Did the Fraudster Act Alone? The Impact of Collusion on Fraud

Demystifying Valuation, Economic Damages + Forensic Accounting

When performing forensic accounting engagements to detect or quantify employee theft or other types of fraud that has occurred in organizations, we often find that there is more than one person involved in the fraudulent scheme.

A recent study discussed in Fraud Magazine analyzed the impact of collusion on fraud. In the study, convicted fraud perpetrators from three federal prisons were interviewed. Approximately 59 percent of the interviewees stated that their fraudulent activity involved more than one person.

The Association of Certified Fraud Examiners’ 2014 Report to the Nation compared the types of fraudulent schemes committed by a single individual versus the types of schemes committed by groups.
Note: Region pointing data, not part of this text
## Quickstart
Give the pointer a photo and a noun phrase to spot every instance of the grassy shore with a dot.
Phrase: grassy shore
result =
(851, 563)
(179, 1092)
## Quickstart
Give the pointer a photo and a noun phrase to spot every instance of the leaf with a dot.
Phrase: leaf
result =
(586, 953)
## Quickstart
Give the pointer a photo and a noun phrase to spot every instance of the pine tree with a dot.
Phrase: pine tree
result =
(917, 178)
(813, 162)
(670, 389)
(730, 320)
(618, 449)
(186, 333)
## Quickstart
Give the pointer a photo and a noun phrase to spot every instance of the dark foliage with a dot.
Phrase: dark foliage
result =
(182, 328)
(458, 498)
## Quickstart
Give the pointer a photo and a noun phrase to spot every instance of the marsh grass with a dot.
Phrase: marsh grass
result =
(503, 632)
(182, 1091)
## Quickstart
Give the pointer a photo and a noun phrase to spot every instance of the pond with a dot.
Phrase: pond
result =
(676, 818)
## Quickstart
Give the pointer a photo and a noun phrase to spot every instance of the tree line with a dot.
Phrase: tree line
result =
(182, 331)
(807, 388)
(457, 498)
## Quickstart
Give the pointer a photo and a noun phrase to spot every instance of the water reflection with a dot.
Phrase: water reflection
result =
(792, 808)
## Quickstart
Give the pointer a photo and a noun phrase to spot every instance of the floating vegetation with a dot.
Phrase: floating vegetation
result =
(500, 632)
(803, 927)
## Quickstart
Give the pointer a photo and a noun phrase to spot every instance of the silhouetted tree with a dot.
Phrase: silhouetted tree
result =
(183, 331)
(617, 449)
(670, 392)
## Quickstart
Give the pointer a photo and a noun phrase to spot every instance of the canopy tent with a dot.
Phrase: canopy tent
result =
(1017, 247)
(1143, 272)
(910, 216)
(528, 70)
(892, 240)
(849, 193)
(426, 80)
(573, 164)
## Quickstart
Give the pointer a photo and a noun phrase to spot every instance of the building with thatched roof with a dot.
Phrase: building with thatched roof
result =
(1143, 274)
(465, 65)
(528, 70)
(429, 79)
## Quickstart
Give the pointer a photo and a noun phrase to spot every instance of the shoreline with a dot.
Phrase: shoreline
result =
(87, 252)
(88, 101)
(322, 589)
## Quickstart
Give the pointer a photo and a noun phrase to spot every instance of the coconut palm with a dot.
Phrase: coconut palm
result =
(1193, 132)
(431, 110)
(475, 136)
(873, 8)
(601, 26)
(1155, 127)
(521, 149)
The biggest difference related to corruption schemes. Less than one-quarter of solo fraudsters were engaged in corruption schemes. When there were multiple people involved in the fraud, the frequency of corruption schemes jumped to 57 percent. Additionally, the misappropriation of non-cash assets was much more common when collusion was involved.

According to the ACFE, the types of schemes that are more common among fraudsters who act alone are expense reimbursement schemes, skimming, check tampering, payroll fraud and cash larceny.

Organizational leaders should be aware of the types of collusion that can lead to fraud in their company. Leaders should consider how groups of employees may be able to overcome internal controls and commit fraud. Paying close attention to corporate culture and different sub-groups or close-knit groups of employees in high risk areas of the organization can help address the chance of collusion occurring.